Meet Solomon Curtis, the 20-year-old Labour candidate from Sussex Uni

This will be the second time he has run for an MP position

Solomon Curtis, 20, is standing as the Labour Pavilion candidate for Brighton alongside currently completing his degree in Politics at the University of Sussex. Curtis previously ran as the MP for Wealden, and whilst he didn’t succeed at winning a seat, the votes for Labour saw a definite increase from 5,266 votes in 2015 to 6,165 in 2017.

As a student himself, Curtis wants to place an emphasis on policies for students including tuition fees being abolished and increased student loans for those living in more costly areas such as Brighton. We spoke to him about his campaign, opposing the Green party, and how being one of the youngest ever candidates may work in his favour.

How and why did you get involved in politics?

I grew up in Sussex, and I think from a young age I was very aware of the inequalities young people face. When I was at school,  it was during a time that we were pushing forward for academies and I wanted to know what we can do to make a difference. That’s how I fell into politics and got involved. I looked at all the parties and realised that the Labour party was the one that fitted me.

Do you feel that your age affects your position within the election?

Pavilion is possibly one of the youngest constituencies in the country so I think that in terms of the demographic of the seat that benefits me. I want to see a parliament that’s represented by a greater range of MPs; that means people who are from minorities; different races, and more women.

The one that’s often forgotten is the millions of people aged between 18 and 30 who have a significant lack of representation in parliament. I think that if they had more representation within parliament we wouldn’t have seen the trebling of tuition fees or the slashing of the youth service. Having different voices in parliament is going to be a very good thing.

Do you feel that with the issue and conflict surrounding Corbyn’s leadership that his campaign might be affected?

When I was campaigning here in 2015, people said to me: “We want to vote Labour but we’re going to vote Green because we don’t think you’re radical enough, because you’re not anti-austerity and because you haven’t really found your roots as a radical Labour party leader.” I took that as an offer that I needed to come back to them with the kind of Labour party that people want, and that’s what I’ve done.

Did you learn anything from your last time running that has influenced your campaign for Pavilion?

I learnt how important it is to be positive, and that’s been really key for this campaign; to run a positive campaign. Also, it’s very important to have a local connection. Wealden is a place in East Sussex – I grew up in East Sussex and living in Brighton for the last few years, having a connection with somewhere and using that to influence your beliefs, your values and what you stand for is really important.

Is there any way in which you would encourage young people to vote and become more active in politics? What do you think of those who aren’t planning on voting?

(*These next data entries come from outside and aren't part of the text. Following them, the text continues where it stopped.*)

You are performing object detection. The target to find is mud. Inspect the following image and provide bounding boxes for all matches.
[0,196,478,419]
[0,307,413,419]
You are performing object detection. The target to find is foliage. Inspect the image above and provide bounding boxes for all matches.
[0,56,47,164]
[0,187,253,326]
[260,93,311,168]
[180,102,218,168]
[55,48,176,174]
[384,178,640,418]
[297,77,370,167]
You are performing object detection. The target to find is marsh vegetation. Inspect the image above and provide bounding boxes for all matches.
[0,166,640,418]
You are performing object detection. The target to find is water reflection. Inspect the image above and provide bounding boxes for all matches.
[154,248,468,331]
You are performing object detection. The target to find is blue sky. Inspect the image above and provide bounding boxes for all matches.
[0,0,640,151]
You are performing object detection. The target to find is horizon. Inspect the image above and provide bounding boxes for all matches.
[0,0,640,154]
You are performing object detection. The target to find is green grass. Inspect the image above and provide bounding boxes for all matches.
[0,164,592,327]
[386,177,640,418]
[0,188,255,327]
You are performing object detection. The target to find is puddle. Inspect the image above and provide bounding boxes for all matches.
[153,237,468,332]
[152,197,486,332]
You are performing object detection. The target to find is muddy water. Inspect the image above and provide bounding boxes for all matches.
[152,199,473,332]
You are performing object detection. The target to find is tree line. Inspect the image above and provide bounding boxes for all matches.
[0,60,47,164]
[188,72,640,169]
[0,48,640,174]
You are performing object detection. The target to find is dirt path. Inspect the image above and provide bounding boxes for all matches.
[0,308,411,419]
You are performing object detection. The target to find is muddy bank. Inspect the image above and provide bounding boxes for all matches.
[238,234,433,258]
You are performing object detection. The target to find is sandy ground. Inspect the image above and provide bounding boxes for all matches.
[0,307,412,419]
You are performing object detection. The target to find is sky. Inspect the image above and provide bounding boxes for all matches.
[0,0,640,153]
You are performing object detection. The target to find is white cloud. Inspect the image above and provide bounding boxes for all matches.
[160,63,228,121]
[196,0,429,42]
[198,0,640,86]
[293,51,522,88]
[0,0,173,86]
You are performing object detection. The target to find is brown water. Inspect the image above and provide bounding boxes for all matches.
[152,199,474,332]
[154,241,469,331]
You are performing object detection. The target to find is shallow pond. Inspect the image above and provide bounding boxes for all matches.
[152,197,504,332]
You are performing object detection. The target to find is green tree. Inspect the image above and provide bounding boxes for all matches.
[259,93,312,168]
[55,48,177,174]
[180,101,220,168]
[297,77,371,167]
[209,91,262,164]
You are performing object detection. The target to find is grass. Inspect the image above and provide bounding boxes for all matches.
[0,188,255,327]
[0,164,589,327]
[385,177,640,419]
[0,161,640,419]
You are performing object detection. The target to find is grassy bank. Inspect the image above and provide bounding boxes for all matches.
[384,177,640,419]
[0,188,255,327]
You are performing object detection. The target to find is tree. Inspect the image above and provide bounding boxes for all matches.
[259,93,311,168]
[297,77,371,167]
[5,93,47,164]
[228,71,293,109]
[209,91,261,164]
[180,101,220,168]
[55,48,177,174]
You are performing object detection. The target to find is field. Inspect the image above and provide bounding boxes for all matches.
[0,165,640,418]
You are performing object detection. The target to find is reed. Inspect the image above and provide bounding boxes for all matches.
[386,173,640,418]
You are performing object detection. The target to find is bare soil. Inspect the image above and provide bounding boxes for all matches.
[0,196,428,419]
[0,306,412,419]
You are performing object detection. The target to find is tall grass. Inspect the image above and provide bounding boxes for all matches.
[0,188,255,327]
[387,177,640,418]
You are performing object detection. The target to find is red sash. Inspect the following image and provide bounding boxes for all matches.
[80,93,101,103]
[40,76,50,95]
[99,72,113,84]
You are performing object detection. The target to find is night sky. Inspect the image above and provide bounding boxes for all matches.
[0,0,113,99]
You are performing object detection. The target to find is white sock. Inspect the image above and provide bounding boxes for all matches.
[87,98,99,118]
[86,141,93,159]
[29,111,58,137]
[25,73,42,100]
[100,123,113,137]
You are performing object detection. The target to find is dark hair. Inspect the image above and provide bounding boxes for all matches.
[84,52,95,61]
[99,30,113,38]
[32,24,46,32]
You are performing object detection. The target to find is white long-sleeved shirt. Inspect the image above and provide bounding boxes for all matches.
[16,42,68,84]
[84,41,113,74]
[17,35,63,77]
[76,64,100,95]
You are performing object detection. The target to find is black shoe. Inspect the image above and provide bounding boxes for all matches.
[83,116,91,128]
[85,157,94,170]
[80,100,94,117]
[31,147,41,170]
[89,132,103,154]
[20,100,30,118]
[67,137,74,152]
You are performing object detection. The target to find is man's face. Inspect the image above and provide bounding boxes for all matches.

First of all people have to register to vote, by the 22nd of May, but also if you look at very poll on the youth vote that overwhelmingly about 45 per cent of young people are supporting the Labour party. So if the 30 per cent who aren’t voting voted, Labour would undoubtedly win. Here in Brighton it’s the young people who have the voice as we are such a big of the population.

Even if you’re not going to vote for me, just vote, but if you come on board our campaign of “being the change” we’ve done that as part of it is that young people can genuinely be the change. They can change our country and they can change the outcome in this constituency in a way that we’ve never seen before.

How do you feel running against Caroline Lucas given that she has held the seat for seven years?

I know Caroline, we get on very well – we have some of the same ideals as well. I believe the Green party have done their job so far in holding us to account as the Labour party, we are hoping that they will support us because clearly we weren’t what the population of Brighton wanted, because if they did they would have voted for us. I personally think that thousands of people who voted Green will vote Labour this time.

How will your policy regarding student finance to cater for the high living costs in Brighton be implemented and affect the lives of future students?

One thing I’ll be pushing for is for a student loan which is calculated by the average living costs of an area in which the student lives in. Why’s that important in Brighton? Because we have two universities here, and it’s one of the most expensive places to live – we both know that. Students in London get an extra £2,000-3,000 per year because of the London weighting.

I worked out that actually living here is more expensive than for those living in central London. What I want to do is calculate the average living costs – that encompasses housing, living costs, food etc. – and to put that on a weighting so you have a median cost and you can work out that some places will be cheaper and some more expensive. Brighton would get an extra weighting which would give students an extra £1,000-2,000 per year to accommodate for the high costs that they have.

If we want to influence the Labour party, winning a seat like Pavilion will mean that the Labour part will want to listen to here if it’s a Labour MP. That’s one thing I will be putting pressure on Jeremy Corbyn as Prime Minister to do.

Some have said that perhaps you might not have enough experience to lead or run for a political position, should politics be left to the older generation?

I think we’ve seen what happens when politics is left to the older generation. Experience isn’t something you can quantify, so experience doesn’t come about over years; experience is individual to every individual person.

I think with what I have to offer I have experience that the other candidates don’t have and I have experience that other candidates don’t have. I definitely think I’m the most experienced for the job, the most qualified for the job and probably the best person for it but we’ll let the public decide that.